I don't get worked up over Easter, perhaps because its secular aspects (new clothes and Easter bunnies) seem both self-serving and silly. The coordinating of the solar and lunar calendars is interesting. I'm fond of repeating to people how Easter is calculated. But it's possible to consider such things even in the absence of glazed ham and peas. For our first Easter together I rounded up bags of Bordeaux Easter eggs from See's Candies. They had to be Bordeaux. I drove from one See's to another, four different stores in three different towns, to accumulate them. My wife was just past midway in her first pregnancy. As I downed a late breakfast or brunch somewhat bleary-eyed, having worked past midnight the night before, she downed a pound or so of high quality Bordeaux eggs. The climax of this strange event was that she ran to the bathroom and threw up. When her head stopped spinning, she called her sister and sat there chattering with the phone in one hand and a nicely decorated half-pound Bordeaux egg in hand. I wondered if she thought — of course, thinking itself was at the core of this problem — that in the United States all Easter eggs had to be eaten before noon. She cycled through this process with and without calling her sister until every last crumb and globule of Bordeaux was safely gone, and then went back to bed. After many more trips, she showered, got dressed and was ready for Easter dinner. When I look back, I see nothing but warning signs, one after another, that I was too young, too inexperienced and too optimistic to heed.

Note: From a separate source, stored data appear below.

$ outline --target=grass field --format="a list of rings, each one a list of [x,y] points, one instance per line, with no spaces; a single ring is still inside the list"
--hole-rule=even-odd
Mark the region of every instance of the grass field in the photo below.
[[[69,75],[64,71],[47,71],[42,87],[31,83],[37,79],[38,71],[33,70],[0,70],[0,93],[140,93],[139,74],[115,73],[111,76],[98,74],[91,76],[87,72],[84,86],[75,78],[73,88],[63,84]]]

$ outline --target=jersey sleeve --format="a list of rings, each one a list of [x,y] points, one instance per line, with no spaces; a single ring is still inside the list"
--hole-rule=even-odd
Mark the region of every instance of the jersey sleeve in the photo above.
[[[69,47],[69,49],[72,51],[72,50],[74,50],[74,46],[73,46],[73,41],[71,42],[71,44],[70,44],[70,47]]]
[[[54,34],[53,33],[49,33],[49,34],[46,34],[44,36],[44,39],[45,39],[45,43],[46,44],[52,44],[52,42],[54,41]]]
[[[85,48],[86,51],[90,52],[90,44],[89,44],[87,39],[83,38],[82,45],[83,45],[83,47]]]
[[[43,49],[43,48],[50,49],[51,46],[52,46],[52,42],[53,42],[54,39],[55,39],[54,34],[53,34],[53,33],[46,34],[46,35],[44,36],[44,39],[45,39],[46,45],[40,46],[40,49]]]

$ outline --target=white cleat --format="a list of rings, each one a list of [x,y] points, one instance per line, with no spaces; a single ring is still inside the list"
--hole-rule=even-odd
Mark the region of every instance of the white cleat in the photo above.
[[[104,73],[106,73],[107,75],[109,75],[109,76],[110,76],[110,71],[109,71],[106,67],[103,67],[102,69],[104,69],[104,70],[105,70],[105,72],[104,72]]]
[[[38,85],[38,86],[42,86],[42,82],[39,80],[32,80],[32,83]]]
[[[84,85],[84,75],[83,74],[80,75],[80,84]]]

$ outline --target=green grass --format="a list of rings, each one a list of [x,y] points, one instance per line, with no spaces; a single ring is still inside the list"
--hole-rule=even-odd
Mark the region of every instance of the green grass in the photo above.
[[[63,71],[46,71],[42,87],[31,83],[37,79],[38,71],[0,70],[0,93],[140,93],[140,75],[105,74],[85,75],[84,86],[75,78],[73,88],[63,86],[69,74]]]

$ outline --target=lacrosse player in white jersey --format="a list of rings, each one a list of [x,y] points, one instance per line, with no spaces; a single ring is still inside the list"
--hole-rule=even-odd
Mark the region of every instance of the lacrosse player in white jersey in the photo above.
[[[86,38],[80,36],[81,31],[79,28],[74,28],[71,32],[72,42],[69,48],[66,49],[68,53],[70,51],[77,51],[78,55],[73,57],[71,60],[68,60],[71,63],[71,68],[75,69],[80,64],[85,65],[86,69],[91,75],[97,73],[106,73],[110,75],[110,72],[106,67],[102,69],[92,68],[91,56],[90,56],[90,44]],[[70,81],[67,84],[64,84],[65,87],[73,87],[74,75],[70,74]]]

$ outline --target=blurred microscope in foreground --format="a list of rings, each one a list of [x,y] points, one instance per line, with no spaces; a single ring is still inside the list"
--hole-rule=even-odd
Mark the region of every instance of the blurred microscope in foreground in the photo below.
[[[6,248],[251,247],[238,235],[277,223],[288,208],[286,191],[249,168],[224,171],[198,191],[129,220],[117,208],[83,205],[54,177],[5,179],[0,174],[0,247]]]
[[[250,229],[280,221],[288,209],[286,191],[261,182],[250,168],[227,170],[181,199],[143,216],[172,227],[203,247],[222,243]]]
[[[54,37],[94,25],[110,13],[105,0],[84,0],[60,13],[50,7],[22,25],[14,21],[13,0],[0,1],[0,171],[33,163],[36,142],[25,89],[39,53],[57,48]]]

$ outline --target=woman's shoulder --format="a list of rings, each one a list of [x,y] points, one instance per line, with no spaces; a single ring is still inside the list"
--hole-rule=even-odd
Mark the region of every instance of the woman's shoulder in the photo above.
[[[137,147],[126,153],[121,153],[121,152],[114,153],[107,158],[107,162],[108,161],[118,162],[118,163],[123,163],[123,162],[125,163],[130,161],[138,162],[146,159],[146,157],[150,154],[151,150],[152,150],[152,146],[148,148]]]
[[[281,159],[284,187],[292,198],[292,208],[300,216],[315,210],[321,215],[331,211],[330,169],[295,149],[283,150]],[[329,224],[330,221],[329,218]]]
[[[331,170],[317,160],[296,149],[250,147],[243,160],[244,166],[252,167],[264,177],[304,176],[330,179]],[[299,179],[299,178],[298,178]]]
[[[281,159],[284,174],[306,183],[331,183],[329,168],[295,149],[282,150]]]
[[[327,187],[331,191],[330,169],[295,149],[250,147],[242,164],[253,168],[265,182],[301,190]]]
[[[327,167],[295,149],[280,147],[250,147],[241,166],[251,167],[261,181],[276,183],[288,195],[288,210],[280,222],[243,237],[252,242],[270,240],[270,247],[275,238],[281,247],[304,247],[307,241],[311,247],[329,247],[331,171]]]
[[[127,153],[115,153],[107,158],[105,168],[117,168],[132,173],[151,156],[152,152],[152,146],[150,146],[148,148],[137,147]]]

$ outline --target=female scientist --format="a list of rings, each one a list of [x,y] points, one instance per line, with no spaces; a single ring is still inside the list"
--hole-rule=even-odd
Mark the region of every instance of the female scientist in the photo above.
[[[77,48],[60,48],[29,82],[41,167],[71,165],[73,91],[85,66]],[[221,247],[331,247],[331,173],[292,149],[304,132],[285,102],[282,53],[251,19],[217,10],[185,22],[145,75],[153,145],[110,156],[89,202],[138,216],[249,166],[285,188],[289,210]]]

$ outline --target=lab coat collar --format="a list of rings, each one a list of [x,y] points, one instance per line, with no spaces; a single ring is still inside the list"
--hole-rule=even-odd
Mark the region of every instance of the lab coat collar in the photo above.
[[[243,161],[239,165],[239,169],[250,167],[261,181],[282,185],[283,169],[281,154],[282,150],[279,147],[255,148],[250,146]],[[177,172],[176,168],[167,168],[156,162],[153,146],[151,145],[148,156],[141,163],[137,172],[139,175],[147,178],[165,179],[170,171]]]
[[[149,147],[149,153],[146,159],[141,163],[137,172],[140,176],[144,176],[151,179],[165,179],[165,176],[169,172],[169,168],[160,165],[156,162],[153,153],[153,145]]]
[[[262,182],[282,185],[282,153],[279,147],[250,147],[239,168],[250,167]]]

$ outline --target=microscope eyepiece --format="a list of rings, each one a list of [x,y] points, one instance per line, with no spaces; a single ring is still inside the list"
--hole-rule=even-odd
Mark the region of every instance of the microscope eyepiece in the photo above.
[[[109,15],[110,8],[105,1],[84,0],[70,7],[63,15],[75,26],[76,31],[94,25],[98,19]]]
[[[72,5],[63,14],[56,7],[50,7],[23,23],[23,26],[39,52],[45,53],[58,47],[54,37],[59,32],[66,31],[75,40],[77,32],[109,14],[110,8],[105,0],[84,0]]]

But, this is Christmas, not Easter, the grand secular holiday of holidays. Nothing holds a candle to it. And yet, the single most wonderful day of the year is now the day after Christmas. What's done is done. What wasn't done can no longer be expected to be done. The presents are opened or missing or excused. The mystery and anticipation is put finally to rest.

On a side note, the Senate passed a health care bill this Christmas Eve to the consternation of many. I'm convinced it's the word Care in Health Care that causes so much trouble. Mandatory caring is something only a communist would favor. People should be free to care or not to care. When the House and Senate versions are harmonized, or rectified, or whatever they do, we'll find ourselves with some sort of national insurance program. If they're smart, they'll eliminate the words Health Care altogether, which would leave us quibbling over nothing more than monetary considerations, for which there is an easy answer. It brings us, oddly enough, back to Christmas.

If we change the nature of Christmas, its accepted nature, from a day of gift giving and caring for others to a day when people give to themselves the one thing or things they've wanted all year, if we bypass altogether the necessity to care either for or about others and add a December surcharge on all gifts with 5% payable directly to Goldman Sacks, we could easily fund an insurance program that would benefit… Well, that would benefit us. Without having to specify beyond us those who would actually benefit, the economy could be healed, doctors could charge what was convenient, the wars could go on, and almost everyone — except grandmother — could live happily ever after.

Under my plan, a plan that I expect to be far more successful than Easter eggs, the best day of the year could once again be Christmas itself.